Probability quality appears in the validation reliability diagram before calibration (Figure 4) and in the test reliability diagrams after calibration (Figure 5 and Figure 6). Global feature reliance is reported as permutation importance for LR and RF (Figure 7 and Figure 8); model-agnostic explainability for the logistic model is shown via SHAP bar and summary plots (Figure 9 and Figure 10).
Figure 4. Validation reliability before calibration (LR); overconfidence at higher bins motivates post hoc calibration.
Figure 5. Test reliability after calibration (LR); closer adherence to the diagonal, especially in mid-probability bins.
Figure 6. Test reliability after calibration (RF); under-prediction improves, though dispersion remains at low probabilities.
Figure 7. Permutation importance on validation for LR (drop in average precision). Age and white ethnicity dominate, with smaller contributions from length of stay and sex.
Figure 8. Permutation importance on validation for RF; age and index length of stay lead, followed by ethnicity indicators.
Figure 9. SHAP (LR): mean absolute attributions; age carries the largest global impact, followed by white ethnicity and sex.
Figure 10. SHAP summary (LR): higher age values push risk upward; other features exert smaller, bidirectional effects consistent with permutation ranking.

3.4. Pipeline Overview

  • Operational Summary
Raw CSV extracts are converted to Parquet; timestamps define index admissions. A patient-level cohort is assembled and labels for diab_incident_365d are generated with a look-ahead window, enforcing temporal guards at cohorting and feature extraction so that only pre-index information enters the design matrix. Features are imputed and (for LR only) standardized; the dataset is split into disjoint train/val/test partitions at the patient level. Models are tuned via inner CV on training only, calibrated on validation, and evaluated on the untouched test set via ROC/PR, decision curves, and reliability diagrams. Model reliance combines permutation importance (both models) and SHAP (LR) on validation samples. The pipeline overview is denoted by Figure 11.
Figure 11. End-to-end pipeline with temporal guards before cohorting and feature aggregation, and a patient-level split guard prior to partitioning. Calibrated probabilities feed ROC/PR metrics and decision-curve analysis; permutation importance and SHAP summarize reliance.
This is a single-center retrospective analysis; we therefore emphasize calibration quality and decision utility alongside discrimination and provide a deployment-oriented baseline under strict leakage control. External validation and richer temporal representations are left to future work (Section 6).

4. Discussion

Taken together, the figures provide a consistent view across discrimination, calibration, clinical utility, and model reliance under a leakage-safe pipeline with tuned baselines. After inner cross-validation on training data and post hoc calibration on validation, the calibrated logistic regression dominates the calibrated random forest on the held-out test set in both ROC and precision–recall space (Figure 1 and Figure 2). In an imbalanced endpoint such as incident diabetes at one year, the precision–recall overlay is especially informative and shows a persistent precision advantage for logistic regression over most recall levels.
Calibration materially improves probability quality. Before calibration, the logistic model exhibits overconfidence at higher bins on validation (Figure 4). Applying the selected mapping to test increases alignment with the identity line (Figure 5). The calibrated random forest also improves, but its predicted probabilities are concentrated in a narrower range (Figure 6), limiting granularity for downstream risk stratification.

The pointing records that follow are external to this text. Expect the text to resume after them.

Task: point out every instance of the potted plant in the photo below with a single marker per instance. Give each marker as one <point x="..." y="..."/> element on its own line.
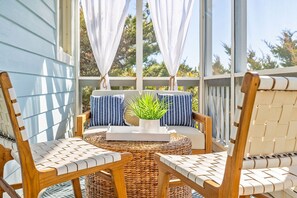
<point x="149" y="110"/>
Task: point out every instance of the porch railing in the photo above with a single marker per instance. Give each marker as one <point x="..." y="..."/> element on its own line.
<point x="122" y="83"/>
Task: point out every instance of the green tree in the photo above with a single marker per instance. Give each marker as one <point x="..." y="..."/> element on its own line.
<point x="218" y="67"/>
<point x="286" y="50"/>
<point x="88" y="66"/>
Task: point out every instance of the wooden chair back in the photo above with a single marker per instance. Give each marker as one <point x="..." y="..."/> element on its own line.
<point x="13" y="134"/>
<point x="266" y="130"/>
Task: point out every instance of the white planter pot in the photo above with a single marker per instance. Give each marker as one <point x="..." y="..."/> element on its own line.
<point x="149" y="126"/>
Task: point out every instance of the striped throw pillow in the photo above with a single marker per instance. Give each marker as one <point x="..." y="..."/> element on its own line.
<point x="107" y="110"/>
<point x="179" y="112"/>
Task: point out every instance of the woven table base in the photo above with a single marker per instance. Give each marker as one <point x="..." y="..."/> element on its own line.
<point x="141" y="174"/>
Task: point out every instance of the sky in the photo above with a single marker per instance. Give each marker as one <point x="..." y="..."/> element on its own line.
<point x="266" y="19"/>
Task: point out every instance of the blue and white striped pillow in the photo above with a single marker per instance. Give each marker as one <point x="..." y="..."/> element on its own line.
<point x="107" y="110"/>
<point x="179" y="112"/>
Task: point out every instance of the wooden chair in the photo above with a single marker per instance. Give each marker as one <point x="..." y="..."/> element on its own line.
<point x="48" y="163"/>
<point x="262" y="153"/>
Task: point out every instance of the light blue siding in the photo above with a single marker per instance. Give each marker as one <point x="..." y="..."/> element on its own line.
<point x="15" y="12"/>
<point x="44" y="85"/>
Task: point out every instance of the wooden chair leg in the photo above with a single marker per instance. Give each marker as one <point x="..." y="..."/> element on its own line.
<point x="76" y="188"/>
<point x="118" y="180"/>
<point x="31" y="192"/>
<point x="4" y="158"/>
<point x="163" y="183"/>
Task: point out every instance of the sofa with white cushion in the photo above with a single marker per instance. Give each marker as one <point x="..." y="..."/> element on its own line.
<point x="201" y="138"/>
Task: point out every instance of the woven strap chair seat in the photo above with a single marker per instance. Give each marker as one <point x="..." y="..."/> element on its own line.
<point x="69" y="155"/>
<point x="200" y="168"/>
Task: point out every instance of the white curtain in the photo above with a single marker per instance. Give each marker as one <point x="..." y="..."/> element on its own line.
<point x="171" y="20"/>
<point x="105" y="21"/>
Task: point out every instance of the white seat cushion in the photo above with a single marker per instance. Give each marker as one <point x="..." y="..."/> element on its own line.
<point x="200" y="168"/>
<point x="196" y="136"/>
<point x="69" y="155"/>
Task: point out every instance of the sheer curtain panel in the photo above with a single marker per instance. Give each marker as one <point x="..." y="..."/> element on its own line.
<point x="171" y="20"/>
<point x="105" y="20"/>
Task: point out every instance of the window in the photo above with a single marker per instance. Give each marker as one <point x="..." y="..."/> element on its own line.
<point x="153" y="65"/>
<point x="65" y="26"/>
<point x="271" y="34"/>
<point x="124" y="63"/>
<point x="221" y="36"/>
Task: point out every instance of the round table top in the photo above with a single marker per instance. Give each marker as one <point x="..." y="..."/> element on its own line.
<point x="176" y="142"/>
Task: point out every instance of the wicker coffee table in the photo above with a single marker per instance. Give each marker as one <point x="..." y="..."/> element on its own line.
<point x="141" y="174"/>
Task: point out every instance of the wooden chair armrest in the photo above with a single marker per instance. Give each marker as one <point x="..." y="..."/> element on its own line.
<point x="207" y="129"/>
<point x="80" y="121"/>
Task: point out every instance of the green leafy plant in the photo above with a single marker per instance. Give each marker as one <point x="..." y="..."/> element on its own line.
<point x="148" y="107"/>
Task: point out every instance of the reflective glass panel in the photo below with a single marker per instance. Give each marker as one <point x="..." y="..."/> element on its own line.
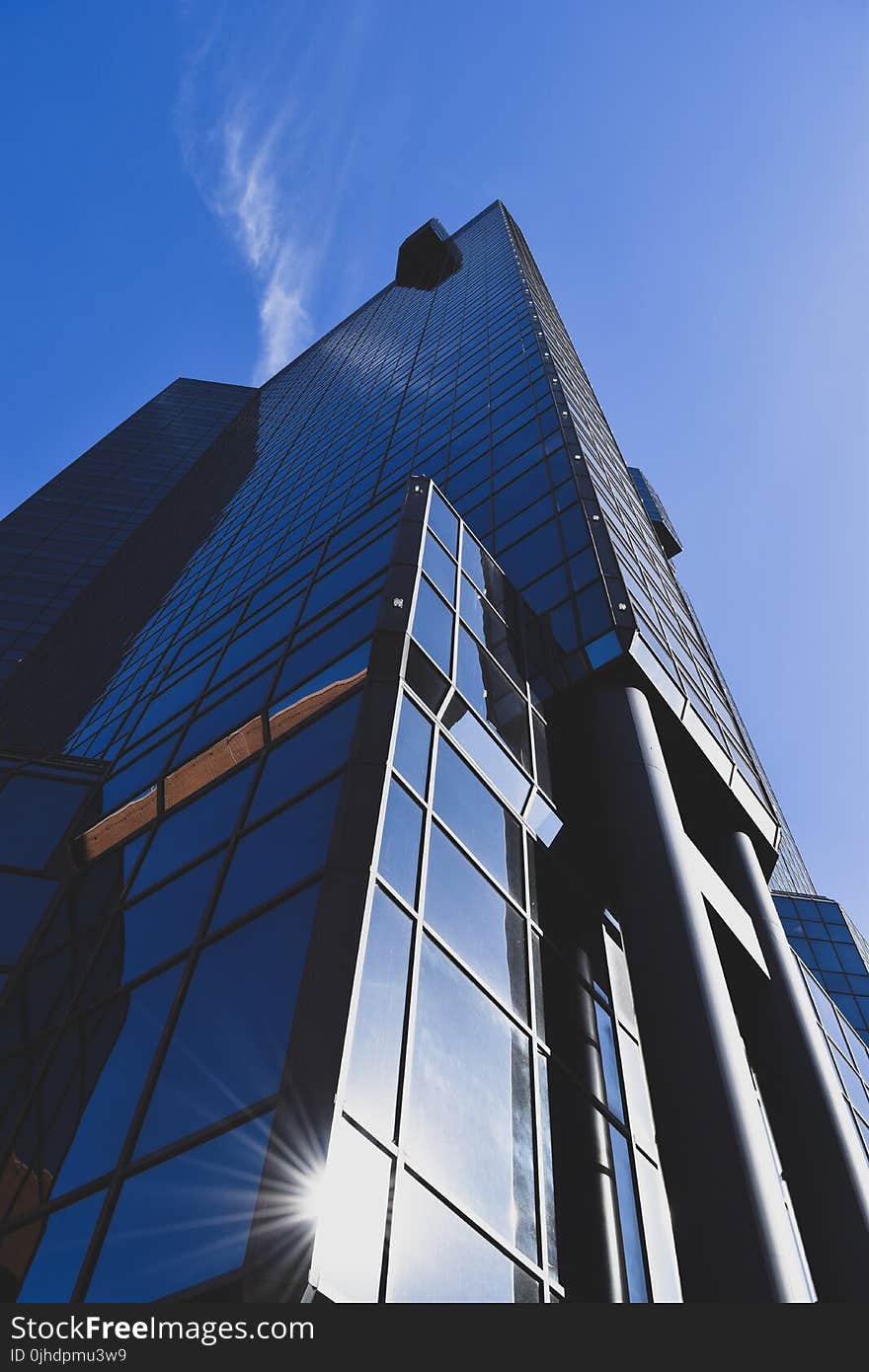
<point x="372" y="1080"/>
<point x="477" y="921"/>
<point x="58" y="1258"/>
<point x="229" y="1043"/>
<point x="119" y="1040"/>
<point x="278" y="854"/>
<point x="474" y="813"/>
<point x="352" y="1217"/>
<point x="183" y="1221"/>
<point x="438" y="1258"/>
<point x="400" y="847"/>
<point x="470" y="1118"/>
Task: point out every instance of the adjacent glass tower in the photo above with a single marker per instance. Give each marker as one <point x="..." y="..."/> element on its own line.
<point x="387" y="865"/>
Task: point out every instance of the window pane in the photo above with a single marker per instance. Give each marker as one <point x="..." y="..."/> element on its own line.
<point x="438" y="1258"/>
<point x="372" y="1080"/>
<point x="34" y="818"/>
<point x="231" y="1038"/>
<point x="184" y="1221"/>
<point x="414" y="745"/>
<point x="24" y="901"/>
<point x="477" y="921"/>
<point x="165" y="922"/>
<point x="493" y="697"/>
<point x="439" y="567"/>
<point x="472" y="812"/>
<point x="443" y="523"/>
<point x="200" y="825"/>
<point x="58" y="1258"/>
<point x="632" y="1242"/>
<point x="400" y="847"/>
<point x="119" y="1043"/>
<point x="278" y="854"/>
<point x="305" y="756"/>
<point x="433" y="626"/>
<point x="352" y="1217"/>
<point x="470" y="1117"/>
<point x="490" y="759"/>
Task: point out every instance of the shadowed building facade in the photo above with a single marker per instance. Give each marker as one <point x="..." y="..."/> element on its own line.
<point x="409" y="936"/>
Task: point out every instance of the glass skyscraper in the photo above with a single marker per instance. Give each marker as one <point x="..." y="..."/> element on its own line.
<point x="384" y="862"/>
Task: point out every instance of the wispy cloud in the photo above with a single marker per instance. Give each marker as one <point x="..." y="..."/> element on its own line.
<point x="266" y="132"/>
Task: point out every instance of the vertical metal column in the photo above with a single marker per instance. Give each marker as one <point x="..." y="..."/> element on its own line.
<point x="729" y="1217"/>
<point x="822" y="1156"/>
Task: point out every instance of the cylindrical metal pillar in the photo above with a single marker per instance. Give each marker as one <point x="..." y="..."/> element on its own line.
<point x="731" y="1223"/>
<point x="822" y="1156"/>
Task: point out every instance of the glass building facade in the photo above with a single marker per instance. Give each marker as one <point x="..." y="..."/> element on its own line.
<point x="394" y="854"/>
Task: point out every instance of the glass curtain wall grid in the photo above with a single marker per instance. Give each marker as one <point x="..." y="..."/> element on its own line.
<point x="833" y="951"/>
<point x="326" y="883"/>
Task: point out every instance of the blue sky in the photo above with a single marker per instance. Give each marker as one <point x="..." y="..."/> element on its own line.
<point x="203" y="189"/>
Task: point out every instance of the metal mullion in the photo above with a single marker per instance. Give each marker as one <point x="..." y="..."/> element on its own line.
<point x="542" y="1238"/>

Because clinical workflows consume probabilities rather than ranks, these gains are consequential for thresholding and risk communication.
Decision-curve analysis integrates discrimination, prevalence, and threshold choice into net benefit as a function of the decision threshold. The per-model curves show that calibrated logistic regression achieves consistently higher net benefit across most clinically plausible thresholds, while calibrated random forest remains positive but generally lower.
Model understanding is concordant across permutation importance and SHAP for the logistic model. Age is the dominant predictor in both views, with additional reliance on index length of stay and selected demographic covariates (Figure 7, Figure 8, Figure 9 and Figure 10). The SHAP summary shows a monotone, clinically sensible pattern whereby higher age pushes risk upward, while other variables exert smaller, sometimes bidirectional, effects. These are statements of model reliance rather than causal claims, but they furnish an auditable trail to accompany performance and calibration diagnostics.
Several aspects delimit current utility and suggest improvements. The precalibration reliability for logistic regression departs from the identity line at higher probabilities (Figure 4), illustrating why uncalibrated scores should not be operationalized. Postcalibration, random-forest probabilities remain compressed (Figure 6), which hampers nuanced prioritization even when discrimination is acceptable. Net-benefit magnitudes are small (Figure 3).
With tuned baselines, strict leakage control, and explicit calibration and decision analysis, a compact calibrated logistic model already delivers stable, threshold-aware utility on MIMIC-IV. The modest absolute gains and residual calibration limitations set the agenda for external and temporal validation, longitudinal feature enrichment, and stronger calibrated baselines (e.g., gradient-boosted trees), rather than undermining the value of a deployable, auditable reference.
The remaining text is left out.